The Department of Homeland Security has missed several deadlines to assess its cyber security workforce and has yet to identify the areas it needs improved expertise, according to a new GAO report released Wednesday.
A 2014 bill, the Homeland Security Cybersecurity Workforce Assessment Act, called for DHS to classify and code its cyber security personnel to help identify its most pressing expertise vacancies, but officials have yet to fully address its workforce capability gaps.
“Until DHS establishes plans and time frames for reporting on its critical needs, the department may not be able to ensure that it has the necessary cyber security personnel to help protect the department’s and the nation’s federal networks and critical infrastructure from cyber threats,” the GAO wrote in their report.
The 2014 workforce assessment bill tasked DHS officials with implementing procedures categorizing the responsibilities of its workforce to determine its cyber expertise shortcomings. Congress imposed a September 2015 deadline, but GAO officials report that effort has only been partially implemented.
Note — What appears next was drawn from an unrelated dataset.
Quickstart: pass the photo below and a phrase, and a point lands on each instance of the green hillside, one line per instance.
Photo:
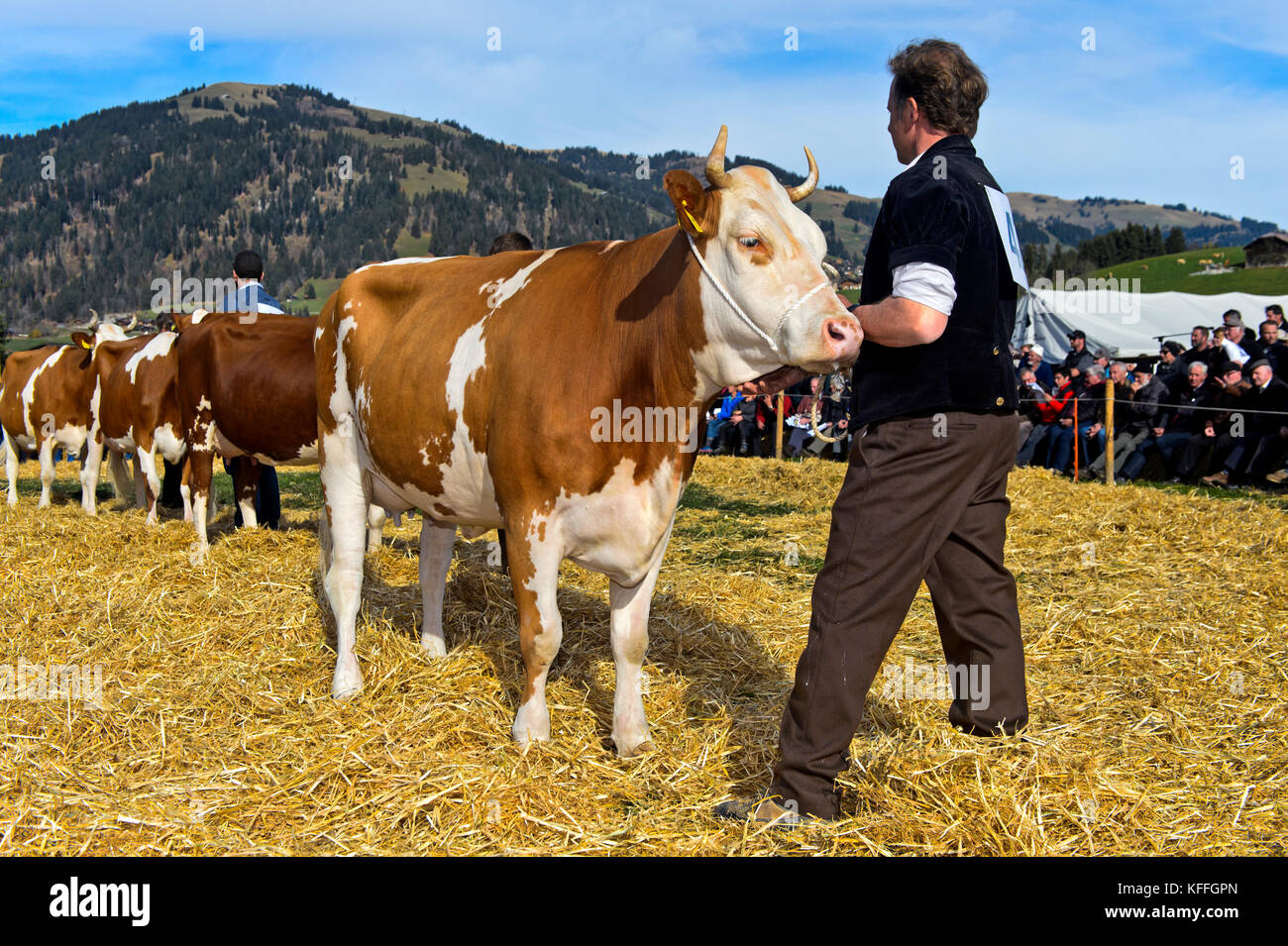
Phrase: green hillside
(1177, 273)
DHS also missed deadlines in June and September 2016 to provide Congress with a report on its critical department-wide cyber needs or provide details to the Office of Personnel Management how it plans to hire for those positions.
In an August 2017 report to Congress, DHS said it had categorized and detailed 95 percent of the cyber positions it would need to fill in the future. GAO’s assessment determined this number was closer to 79 percent, as DHS officials did not include currently vacant positions.
GAO has recommended the DHS Secretary develop an updated plan to code for its cyber security vacancies, as well as establish a process for identifying the department’s most critical cyber components to ensure future deadlines are met.
DHS has said it will address its cyber security position identification initiative by the end of February and will put together a memo on how the department plans to review its cyber components in the future by April 30, according to the report.
Officials will also address a new DHS cyber hiring timeline with a memo in June, according the GAO’s report.